We turn the corner, and there they are, hundreds and hundreds of pink petals. A great big thing of pinkness. It looks a centimeter deep this freshly fallen delicate blush. Pink. Pink. Pink. Everywhere. 'Pink is my favourite colour Mummy,' she says, and she runs through the blossom creating snow tracks behind her. To her they are like tiny fairy wings or fairy landing pads, to me they are shaped like teardrops, or oddly, like guitar plectrums, their tips curving like sea shells.

The petals fall and float down and down, settling at the bottom of the bucket. We gather more in our hands, soft and smooth, petals slipping between fingers, stuffing them inside, pressing upon them, pushing away extraneous air; there's at least half a bucket left to fill. When I was five, I would make homemade perfume from blossom, and watch it wilt and stifle in tap water in a cup. She, on the other hand, has other plans for our harvest.  

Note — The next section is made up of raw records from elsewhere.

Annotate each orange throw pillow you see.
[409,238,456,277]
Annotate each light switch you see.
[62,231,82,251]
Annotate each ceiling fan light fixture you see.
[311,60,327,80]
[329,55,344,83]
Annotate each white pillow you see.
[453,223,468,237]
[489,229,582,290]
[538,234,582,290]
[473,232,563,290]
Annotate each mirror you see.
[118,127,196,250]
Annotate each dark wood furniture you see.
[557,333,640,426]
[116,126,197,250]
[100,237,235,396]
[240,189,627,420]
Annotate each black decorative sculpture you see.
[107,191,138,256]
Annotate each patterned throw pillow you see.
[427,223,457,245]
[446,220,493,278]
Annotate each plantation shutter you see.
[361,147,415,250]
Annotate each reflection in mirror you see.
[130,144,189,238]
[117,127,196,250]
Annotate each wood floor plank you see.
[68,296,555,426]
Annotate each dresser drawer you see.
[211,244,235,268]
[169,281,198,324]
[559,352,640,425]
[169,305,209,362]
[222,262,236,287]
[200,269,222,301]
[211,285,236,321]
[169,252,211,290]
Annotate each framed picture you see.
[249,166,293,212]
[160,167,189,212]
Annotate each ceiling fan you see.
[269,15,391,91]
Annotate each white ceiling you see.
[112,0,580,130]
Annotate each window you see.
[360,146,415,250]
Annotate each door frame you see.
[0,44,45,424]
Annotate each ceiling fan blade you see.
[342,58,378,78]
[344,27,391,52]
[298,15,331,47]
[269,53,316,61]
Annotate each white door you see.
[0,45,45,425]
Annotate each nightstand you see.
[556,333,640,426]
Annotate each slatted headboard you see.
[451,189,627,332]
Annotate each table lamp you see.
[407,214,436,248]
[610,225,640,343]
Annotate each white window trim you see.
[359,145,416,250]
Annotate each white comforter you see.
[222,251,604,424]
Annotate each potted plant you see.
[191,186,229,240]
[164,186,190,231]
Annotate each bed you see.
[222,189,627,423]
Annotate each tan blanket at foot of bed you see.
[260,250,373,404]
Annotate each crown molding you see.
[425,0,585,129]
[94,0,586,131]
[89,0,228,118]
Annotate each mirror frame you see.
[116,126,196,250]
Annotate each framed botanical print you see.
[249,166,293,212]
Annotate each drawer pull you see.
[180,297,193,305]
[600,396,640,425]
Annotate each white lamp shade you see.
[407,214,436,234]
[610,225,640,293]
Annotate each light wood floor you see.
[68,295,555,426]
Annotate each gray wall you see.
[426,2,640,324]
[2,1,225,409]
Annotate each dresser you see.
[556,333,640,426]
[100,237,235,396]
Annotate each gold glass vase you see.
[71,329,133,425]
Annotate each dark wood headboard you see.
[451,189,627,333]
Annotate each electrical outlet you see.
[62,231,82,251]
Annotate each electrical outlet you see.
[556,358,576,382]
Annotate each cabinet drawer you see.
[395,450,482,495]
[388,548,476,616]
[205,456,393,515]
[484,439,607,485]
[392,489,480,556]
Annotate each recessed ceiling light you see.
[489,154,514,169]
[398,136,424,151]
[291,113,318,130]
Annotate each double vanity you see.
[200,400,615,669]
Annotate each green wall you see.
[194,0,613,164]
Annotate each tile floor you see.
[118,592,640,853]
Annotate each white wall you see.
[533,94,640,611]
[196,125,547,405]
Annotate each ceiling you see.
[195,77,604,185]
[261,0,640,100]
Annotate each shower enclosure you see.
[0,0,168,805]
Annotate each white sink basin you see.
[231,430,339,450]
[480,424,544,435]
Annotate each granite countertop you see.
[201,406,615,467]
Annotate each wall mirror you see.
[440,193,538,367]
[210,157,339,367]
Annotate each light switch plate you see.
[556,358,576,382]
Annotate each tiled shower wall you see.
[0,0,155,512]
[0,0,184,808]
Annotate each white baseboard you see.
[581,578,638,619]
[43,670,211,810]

'It's the colour of angel delight,' she beams. Petals are scattered. Over grass. Over pebbles. Over the fuzzy flooring of her garden shed. They catch in tulips, in the nooks where the stem and paddle-shaped leaves meet, they fall amid the russet branches of the sapling, an acer tree, and they collect on the paving stones near the back fence. 'Mummy, do I look beautiful? Do I have pretty skin like petals?' And I have to remind her again - I've found myself repeating it a little too often of late - that her beauty comes from her heart and mind, and most of all, the way she treats her family and friends; it comes from how she blossoms within...


This is the first day of the seasonal linky One Week. Over the next three days (Monday till Wednesday) I'll be posting a photograph(s) and a few words that diarises and distills my experience of spring '14. Take a peep at the details here. You can join in for one, two ... or the full three days. And don't forget to add #oneweek on Twitter, and comment on each others posts...


Badge Code ...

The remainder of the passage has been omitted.